Speaking of squid — now there’s a phrase I seldom get to use — I recall an article in the Wall Street Journal in 1998 about children’s food preferences in Japan vs. the United States, which showed how arbitrary and culture-bound many of our assumptions about children and food are. The best-selling flavor of Gerber brand baby food in Japan at that time was…brace yourself…rice with chopped burdock root and sardines ground up in white radish sauce. While American toddlers may get excited about Spaghetti-Ohs, Japanese toddlers are wolfing down their cultural equivalent…cod roe spaghetti. American 2-year-olds insist on macaroni and cheese; Japanese 2-year-olds demand the very popular mugwort casserole or flounder and spinach stew.
One common technique for expanding a child’s repertoire of foods — offering him a bribe to eat his spinach — may backfire. As with many other behaviors, studies have shown that disproportionate rewards for eating a particular food tend to make children like that food even less. Forcing a child to eat a particular food will often lead to the child’s developing a long-standing aversion to it.
A better approach would begin by parents changing their mindsets and expecting their children to reject new foods the first few times they encounter them. Instead of using bribery, simply present the food eight or ten times over a period of a few weeks so that it becomes more familiar.

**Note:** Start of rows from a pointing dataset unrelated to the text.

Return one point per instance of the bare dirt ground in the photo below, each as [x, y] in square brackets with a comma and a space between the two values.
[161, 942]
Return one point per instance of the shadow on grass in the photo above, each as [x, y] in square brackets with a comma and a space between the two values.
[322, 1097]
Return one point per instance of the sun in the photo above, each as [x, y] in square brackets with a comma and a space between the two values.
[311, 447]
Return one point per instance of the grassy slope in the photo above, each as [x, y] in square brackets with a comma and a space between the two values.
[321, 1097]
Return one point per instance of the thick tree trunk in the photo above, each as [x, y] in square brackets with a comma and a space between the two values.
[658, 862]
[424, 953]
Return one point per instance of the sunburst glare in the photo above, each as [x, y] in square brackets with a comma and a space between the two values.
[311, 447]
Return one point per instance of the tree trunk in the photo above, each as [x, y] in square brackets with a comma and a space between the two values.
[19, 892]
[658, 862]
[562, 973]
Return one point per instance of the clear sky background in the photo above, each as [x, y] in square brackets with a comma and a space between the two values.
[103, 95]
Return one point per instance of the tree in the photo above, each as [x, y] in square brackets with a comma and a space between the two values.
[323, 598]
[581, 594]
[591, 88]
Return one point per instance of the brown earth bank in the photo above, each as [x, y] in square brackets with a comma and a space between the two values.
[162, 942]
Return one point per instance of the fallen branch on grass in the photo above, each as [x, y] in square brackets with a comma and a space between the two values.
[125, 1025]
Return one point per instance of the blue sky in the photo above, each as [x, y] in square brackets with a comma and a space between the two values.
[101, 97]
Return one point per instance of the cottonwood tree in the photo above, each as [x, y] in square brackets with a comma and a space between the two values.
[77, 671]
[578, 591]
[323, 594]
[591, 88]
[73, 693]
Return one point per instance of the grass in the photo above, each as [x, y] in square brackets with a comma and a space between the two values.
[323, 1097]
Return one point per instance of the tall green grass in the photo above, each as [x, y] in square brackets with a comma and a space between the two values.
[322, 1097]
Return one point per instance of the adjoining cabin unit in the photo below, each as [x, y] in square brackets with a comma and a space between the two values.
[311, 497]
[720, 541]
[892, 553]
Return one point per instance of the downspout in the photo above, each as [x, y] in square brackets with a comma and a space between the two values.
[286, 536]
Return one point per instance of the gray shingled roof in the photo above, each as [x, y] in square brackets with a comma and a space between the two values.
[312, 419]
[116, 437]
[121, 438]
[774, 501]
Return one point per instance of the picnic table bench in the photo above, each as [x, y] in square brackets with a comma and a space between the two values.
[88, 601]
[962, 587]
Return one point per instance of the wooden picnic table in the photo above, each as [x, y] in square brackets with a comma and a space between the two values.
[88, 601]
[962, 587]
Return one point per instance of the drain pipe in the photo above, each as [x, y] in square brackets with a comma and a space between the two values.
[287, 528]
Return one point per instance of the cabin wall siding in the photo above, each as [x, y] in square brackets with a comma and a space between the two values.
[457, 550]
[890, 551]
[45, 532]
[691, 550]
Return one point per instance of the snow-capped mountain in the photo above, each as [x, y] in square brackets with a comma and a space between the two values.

Also, look for ways of incorporating new foods into familiar presentations so that they don’t seem quite as strange. A vegetable that your child pushes aside when served alone may be more palatable when added to a soup. A preschooler who likes spaghetti is more likely to taste a new stir-fried dish that’s served over Chinese noodles instead of rice.
What do you do if your child refuses to eat anything but peanut butter-and-jelly or egg-salad sandwiches for weeks at a time? First of all, don’t panic. As long as your child is generally healthy and isn’t losing weight, you have nothing to worry about. It might be a good idea to supplement your child’s food with a chewable children’s multivitamin. Remember that if you don’t make a big deal out of it, your child will probably grow bored with his limited diet within a few weeks.
Here are some other ideas that can help finicky eaters become more adventurous:
- Remember when your mother told you not to play with your food? Well, she was wrong. (This may, of course, have been the only time she was wrong.) Children learn about the important things in their world by playing with them. Touching, feeling, stretching, and generally playing with new foods is a way for your children to figure out what they’re like.
This doesn’t mean you should allow your son or daughter to fling meatballs or lima beans across the living room. Rather, you should actively involve your child in preparing and serving foods. Although I wouldn’t recommend handing a 3-year-old a chef’s knife, toddlers should be able to pour something from a measuring cup into a bowl, and preschoolers can help wash and peel vegetables or push the buttons on a microwave oven. Strange foods are a lot less threatening when a child has made their acquaintance away from the dining room table.
- Use social pressure to your advantage. Children pay closer attention to what other kids eat than to what adults eat. If the older children at your table are trying a new dish, the younger ones will probably taste it, too. Be aware that this approach can backfire. Children’s food aversions are also contagious. If an older child refuses to taste a new casserole, the younger ones will likely do the same.